Don't get me wrong; I'm tired of waking up in the morning feeling like I already have a millstone around my neck, but that millstone has kept me tethered to God in a way that I never have been before. I read scripture more intensely. I pray and journal with purpose. I am able to see and hear the pain and suffering of people more clearly. Simply put, I think I am coming to know Christ more in His resurrection and in the fellowship of His suffering; something Paul prayed for in Philippians 3. A prayer that I thought was outrageous the first time I ever read it, and asked " Who would want to know that?" Paul did. He wanted to see, hear, and feel with the heart, soul, and mind of Jesus. You can't know that without suffering. You can't look upon people with compassion if you haven't felt pain. Jesus learned obedience through suffering (Hebrews 5:7-9)
Was Jesus fearful? Was he anxious? Look to the Garden. He cried out and wept. He didn't just 'man up". He pleaded for a different way. That is a Savior I can follow. He knew that no matter where He was, as long as He was with the Father, that place was perfect. No matter where I am in my pain, my anxiety; as long as I am with the Father, that place is perfect.
What is that place? Trust and obey. Jesus didn't worship security. He worshiped the Father, and his whole life mission was to be be with the Father and to do the Father's will. Period. He placed Himself in the care and providence of God and sought only to do what the Father had made known to Him. The garden was painful. The cross was painful. The garden was perfect. The cross was perfect. Not perfect in the sense we think of it(beauty), but perfect in the sense of being complete, attaining it's intended purpose.
Are you pursuing a life void of fear or one full of purpose? For a long time I thought I was pursuing purpose. I made deals with God. I attempted to do the right things in order to make God happy, and He in return would protect me from pain. But then pain came. And what was my response? Why Lord? I thought we had a deal? Sound familiar? Anxiety is the "perfect" response to a life that seeks to avoid pain. Anxiety is made complete. It has attained it's purpose. How is that purpose redeemed? At first, in the life of a Christ follower, it brings that person to thier knees, where the only prayer that is audible is 'Help". You come to realize that you have nothing but God. It then draws that person into a deeper sense of humility, a deeper sense of connection. It is then made perfect (complete) in a deeper sense of trust and obedience. Consequences become secondary. Surrender becomes primary.

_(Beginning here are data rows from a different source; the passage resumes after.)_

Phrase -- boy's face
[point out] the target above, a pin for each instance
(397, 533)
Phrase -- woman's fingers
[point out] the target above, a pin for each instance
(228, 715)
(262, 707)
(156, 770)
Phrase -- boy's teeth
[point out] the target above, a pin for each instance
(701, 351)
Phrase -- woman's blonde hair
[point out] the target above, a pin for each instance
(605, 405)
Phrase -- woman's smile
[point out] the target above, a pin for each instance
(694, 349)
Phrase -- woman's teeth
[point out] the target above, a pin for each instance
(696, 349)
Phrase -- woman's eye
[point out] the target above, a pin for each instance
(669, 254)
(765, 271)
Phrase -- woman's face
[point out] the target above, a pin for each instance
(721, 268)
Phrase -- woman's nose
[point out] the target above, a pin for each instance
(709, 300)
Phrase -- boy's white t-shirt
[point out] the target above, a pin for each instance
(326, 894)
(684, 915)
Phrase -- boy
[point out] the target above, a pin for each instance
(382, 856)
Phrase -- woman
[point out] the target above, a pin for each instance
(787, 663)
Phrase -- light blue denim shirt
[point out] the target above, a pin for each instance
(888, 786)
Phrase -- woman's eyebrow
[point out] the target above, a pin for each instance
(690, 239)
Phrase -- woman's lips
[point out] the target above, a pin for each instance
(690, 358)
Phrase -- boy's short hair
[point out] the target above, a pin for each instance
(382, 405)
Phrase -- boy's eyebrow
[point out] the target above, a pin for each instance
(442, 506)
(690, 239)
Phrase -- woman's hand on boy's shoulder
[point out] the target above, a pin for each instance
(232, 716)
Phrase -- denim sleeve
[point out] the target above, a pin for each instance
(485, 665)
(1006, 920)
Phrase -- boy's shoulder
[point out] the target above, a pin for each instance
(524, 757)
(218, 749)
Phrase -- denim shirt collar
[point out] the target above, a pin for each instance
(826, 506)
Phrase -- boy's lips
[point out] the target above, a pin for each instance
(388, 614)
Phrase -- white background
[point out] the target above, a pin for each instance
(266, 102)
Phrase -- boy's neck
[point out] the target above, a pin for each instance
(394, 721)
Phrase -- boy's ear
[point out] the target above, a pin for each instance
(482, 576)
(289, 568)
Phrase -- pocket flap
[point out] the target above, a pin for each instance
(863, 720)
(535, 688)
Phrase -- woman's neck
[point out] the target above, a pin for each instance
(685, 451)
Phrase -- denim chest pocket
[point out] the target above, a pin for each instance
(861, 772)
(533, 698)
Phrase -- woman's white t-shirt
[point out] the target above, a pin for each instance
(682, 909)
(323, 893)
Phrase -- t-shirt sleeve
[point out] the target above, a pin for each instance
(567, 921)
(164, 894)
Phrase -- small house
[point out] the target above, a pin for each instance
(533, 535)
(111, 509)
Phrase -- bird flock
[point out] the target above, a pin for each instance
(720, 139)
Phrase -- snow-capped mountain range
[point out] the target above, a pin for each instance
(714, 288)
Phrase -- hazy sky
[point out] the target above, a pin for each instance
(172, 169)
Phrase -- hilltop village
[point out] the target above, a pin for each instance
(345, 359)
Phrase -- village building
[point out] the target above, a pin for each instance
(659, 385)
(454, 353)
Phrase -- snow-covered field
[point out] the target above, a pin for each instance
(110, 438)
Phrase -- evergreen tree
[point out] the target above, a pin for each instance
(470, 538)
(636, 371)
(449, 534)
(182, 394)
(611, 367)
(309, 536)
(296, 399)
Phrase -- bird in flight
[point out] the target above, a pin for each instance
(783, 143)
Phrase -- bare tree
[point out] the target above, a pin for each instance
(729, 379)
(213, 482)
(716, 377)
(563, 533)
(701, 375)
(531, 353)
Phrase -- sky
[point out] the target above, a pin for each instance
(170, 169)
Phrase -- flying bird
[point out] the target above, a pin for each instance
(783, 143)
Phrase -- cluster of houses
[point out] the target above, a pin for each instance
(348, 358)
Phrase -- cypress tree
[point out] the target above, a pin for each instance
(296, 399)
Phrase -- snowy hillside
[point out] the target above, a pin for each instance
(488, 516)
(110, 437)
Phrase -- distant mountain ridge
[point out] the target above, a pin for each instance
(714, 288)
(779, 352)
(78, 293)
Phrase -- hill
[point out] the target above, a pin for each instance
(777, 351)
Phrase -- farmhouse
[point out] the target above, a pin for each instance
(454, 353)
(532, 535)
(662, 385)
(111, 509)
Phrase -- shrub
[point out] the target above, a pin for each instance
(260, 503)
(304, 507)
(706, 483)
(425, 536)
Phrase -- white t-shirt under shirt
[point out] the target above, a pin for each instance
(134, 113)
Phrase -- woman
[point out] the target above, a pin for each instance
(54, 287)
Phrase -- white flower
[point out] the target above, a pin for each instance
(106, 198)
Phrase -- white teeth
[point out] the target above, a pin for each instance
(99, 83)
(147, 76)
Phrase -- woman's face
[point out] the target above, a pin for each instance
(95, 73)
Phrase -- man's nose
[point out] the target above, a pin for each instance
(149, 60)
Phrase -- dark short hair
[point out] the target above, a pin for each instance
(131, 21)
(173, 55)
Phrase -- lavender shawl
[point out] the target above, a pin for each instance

So then, how do I pray? As the Lord taught me. I give him glory. I call for His will be to done. I ask for His provision. I seek his forgiveness and to forgive others. I ask to be directed in the pathe of righteousness, and to be delivered from the evil one. I pray for myself and others in this fashion, according to his will.
Friends, you may be asking "Why am I going through this pain?". My prayer is that you would come to the place where you can ask " Lord, how will this pain serve your perfect purpose in my life?", and " How am I to trust and obey?" Seek healing, ask for healing. Jesus is able to heal. Also give thanks for the pain,and that it might be made perfect in your life.